The Monrovia company surprised investors last week with strong quarterly earnings, at a time when many companies are struggling under the effects of the downturn.

Aerovironment beat analysts’ expectations with income of $5.8 million, or 27 cents per share, on revenue of $76 million in the fiscal fourth quarter ended April 30.

The company designs and manufactures small, unmanned aircraft used primarily for military reconnaissance, and also develops advanced battery systems. Founded in 1971, Aerovironment has consistently produced double-digit percentage growth since going public in early 2007 due largely to the recent popularity of its lightweight Raven aircraft, which has been used extensively by troops in Iraq and Afghanistan.

With the recent growth spurt, the company has put out want ads in an effort to hire as many as 100 employees.

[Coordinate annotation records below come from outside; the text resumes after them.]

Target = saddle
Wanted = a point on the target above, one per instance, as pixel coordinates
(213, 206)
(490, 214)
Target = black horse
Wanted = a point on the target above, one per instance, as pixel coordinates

The company’s management last week predicted revenue would grow in the coming year by up to 22 percent. Chief Executive Tim Conver cited “growing opportunities” for its products due to “the U.S. government’s recent commitments to increase the emphasis on soldier systems and intelligence, and surveillance and reconnaissance within the Department of Defense.”

So-called unmanned aerial vehicles, or UAVs, have become increasingly popular with the government since the planes, often outfitted with cameras and global positioning systems, provide critical intelligence without putting soldiers in harm’s way. The company has secured numerous contracts with the military and has a funded backlog of more than $114 million.

At the same time, the planes have hit the mainstream: Aerovironment’s Wasp aircraft was recently featured in the Hollywood film “Eagle Eye.”

The company derives nearly 15 percent of its revenue from advanced, quick-charge electric battery systems, which management expects to become more important in the coming months since the government has indicated that it will make electric vehicle development a greater national priority.

For the quarter, revenue from the electric battery segment was $10.6 million, up more than 25 percent from the previous year.


Energy advantage

Analysts, too, expect the battery division to take off.

“Over the next few quarters we expect electric vehicle efforts to begin attracting a significant amount of attention,” said John Roy, an analyst with Janney Montgomery Scott LLC, in a research report. “With the Obama administration pushing hard on battery technology and development, Aerovironment is well-positioned to take advantage of the funding.”

Still, Roy said he has become more concerned about the company’s expected increase in operating expenses for fiscal 2010, and he reduced his expected earnings per share from $2.37 to $1.83.

The company’s stock surged by more than 11 percent after the earnings announcement, but shares settled as investors examined the company’s long-term outlook. Shares closed June 25 at $28.50, about where they were before the June 23 announcement.

A number of analysts in addition to Roy cut their earnings estimates. Michael Ciarmoli of Boenning & Scattergood Inc. and Troy Lahr of Stifel Nicolaus & Co. Inc. said research and development costs, plus related tax liabilities, could be greater than anticipated.

Howard Rubel of Jefferies & Co. said he expects 2010 earnings to “be particularly lumpy.”